Kbase P12157: Who should own a process which has the SETUID ROOT bit on and a ps command is run?
| Autor |
Progress Software Corporation - Progress |
| Acesso |
Público |
| Publicação |
5/5/2009 |
|
Status: Verified
GOAL:
Who should own a process when the SETUID ROOT bit is on and a "ps" command is run on a UNIX Machine?
GOAL:
Who owns a process when all database files owned by a non-root userid.
FACT(s) (Environment):
UNIX
Progress/OpenEdge Product Family
FIX:
In the past most UNIX platforms the UID in a ps listing will be who ran or called the process even if the SETUID bit is on. However, this is no longer the case on "most" UNIX platforms. Some platforms like Sun Solaris, AIX and Linux, a process with the SETUID ROOT bit on, will show the UID as "root" regardless who ran or called the process. On some platforms, _mprosrv processes are owned by and have the permissions of root even after Progres has downgraded to the effective userid of the user that started it.

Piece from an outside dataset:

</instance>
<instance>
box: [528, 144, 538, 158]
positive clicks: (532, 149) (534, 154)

It is true that the server processes (and background I/O processes) on UNIX execute with root privileges. This happens because the executables have "setuid root" file attributes. This has been the case since at least version 5.
The client executables, such as _progress, also have setuid root file attributes, but they use them a bit differently. The client processes lower their privileges after initialization is completed and run with the invoking user's real user and group id.
The servers and background processes do not lower their privileges.
There are several reason why Progress does this.
1. In order to raise the ulimit beyond what the user is allowed. This is done because database files are often very large.
2. In order to be able to open database files that cannot be accessed by the user. This is done so that you can set the protection mask for the database files so that only the owner (or system) has access to them. The database code accesses them on behalf of the user who has no access rights. This is a good thing.
3. The broker process needs to be able to send signals to user processes for various purposes and needs elevated privileges in order to do that.
It is possible in some cases to run a database without using elevated privileges, but requires careful setup.
As an example:
1. There should be an account called "progress" and the executables setuid should also be "progress".
2. Make the database files owned by "progress" so normal users cannot open them.
This does not resolve all problems as there is still the ulimit issue and the fact that the broker needs to send signals. This can also be worked around this by:
3. Having all the database users belong to the same group as the "progress" user.
If there are no self-serving clients using the database, then the _progres executables don't need elevated privileges because they don't access the database directly. However, if there are, then the "progress" user will have to have elevated privileges also.